不肖私がこよなく愛する『万葉集』の鑑賞blogです。

夜のいとまに摘める・・・巻第20-4455~4456

訓読 >>>

4455
あかねさす昼は田 賜(た)びてぬばたまの夜のいとまに摘(つ)める芹(せり)これ

4456
丈夫(ますらを)と思へるものを太刀(たち)佩(は)きてかにはの田居(たゐ)に芹ぞ摘みける

 

要旨 >>>

〈4455〉昼間は班田の仕事で忙しく、夜の暇(いとま)に摘んだのです、この芹(せり)は。

〈4456〉立派な方だと思っていましたのに、腰に太刀を佩(は)いたまま、蟹(かに)のように田の中を這い廻って芹を摘んでおられたなんて。

 

鑑賞 >>>

 学校の歴史の授業ではなかなか教えてもらえない、歴史上の大人物たちの人間味とか人間臭さ。しかし、それらに容易に触れ合うことができるのは、やはり『万葉集』ならではと感じます。4455の歌もそうした歌の一つで、天平元年(729年)、橘諸兄(たちばなのもろえ)がまだ葛城王(かづらきおう)と称していたころ、山城国の班田長官に任ぜられて現地に赴いた時に作った歌です。
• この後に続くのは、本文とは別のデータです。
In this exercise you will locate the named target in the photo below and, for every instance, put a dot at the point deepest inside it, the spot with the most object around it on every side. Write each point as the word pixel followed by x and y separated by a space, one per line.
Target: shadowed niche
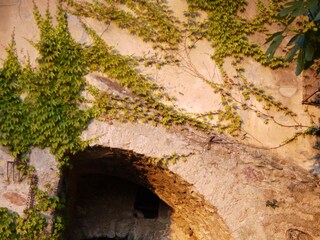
pixel 108 199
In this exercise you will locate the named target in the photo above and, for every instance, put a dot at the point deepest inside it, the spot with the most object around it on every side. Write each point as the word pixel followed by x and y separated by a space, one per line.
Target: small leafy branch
pixel 301 18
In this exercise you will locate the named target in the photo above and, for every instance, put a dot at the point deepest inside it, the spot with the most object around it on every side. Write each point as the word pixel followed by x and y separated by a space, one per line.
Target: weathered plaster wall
pixel 190 91
pixel 230 181
pixel 235 180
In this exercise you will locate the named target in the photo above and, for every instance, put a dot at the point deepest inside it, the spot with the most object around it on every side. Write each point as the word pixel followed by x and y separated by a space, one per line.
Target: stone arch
pixel 234 181
pixel 191 216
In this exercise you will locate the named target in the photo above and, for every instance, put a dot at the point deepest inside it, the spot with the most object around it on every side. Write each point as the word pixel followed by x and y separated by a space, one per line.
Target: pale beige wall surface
pixel 191 92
 「班田」は班田収授法にもとづいて国家が農民に口分田を貸し出す仕事をいい、この時の「班田」は、官人総動員体制で行われた大事業で、過労自殺者も出るほどの激務だったといいます。そんな多忙のなか、諸兄は仕事を終えた夜になって、なんと、女に贈るための芹(せり)をせっせと摘んだのです。
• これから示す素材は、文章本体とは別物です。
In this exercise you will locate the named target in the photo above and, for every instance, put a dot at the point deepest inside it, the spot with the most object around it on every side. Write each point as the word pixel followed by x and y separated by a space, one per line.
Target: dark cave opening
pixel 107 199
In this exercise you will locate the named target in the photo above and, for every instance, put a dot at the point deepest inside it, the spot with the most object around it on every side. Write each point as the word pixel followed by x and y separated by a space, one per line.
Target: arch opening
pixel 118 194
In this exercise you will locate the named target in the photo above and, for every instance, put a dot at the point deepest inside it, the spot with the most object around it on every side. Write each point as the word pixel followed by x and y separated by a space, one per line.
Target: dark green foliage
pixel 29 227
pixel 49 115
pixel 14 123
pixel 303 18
 贈られた相手は元明天皇に仕えていた薩妙観命婦(せちみょうかんのんみょうぶ)で、女は芹をもらってビックリ仰天しました。何しろ、相手は天皇の血を引く貴族中の貴族です。そんな立派な人物が、わざわざ田に入って四つん這いになって芹を摘んだとは、にわかには信じられません。そこで女が贈ったのが4456の歌です。

 4455の「あかねさす」「ぬばたまの」は、それぞれ「昼」「夜」の枕詞。4456の「丈夫」は強く堂々とした立派な男。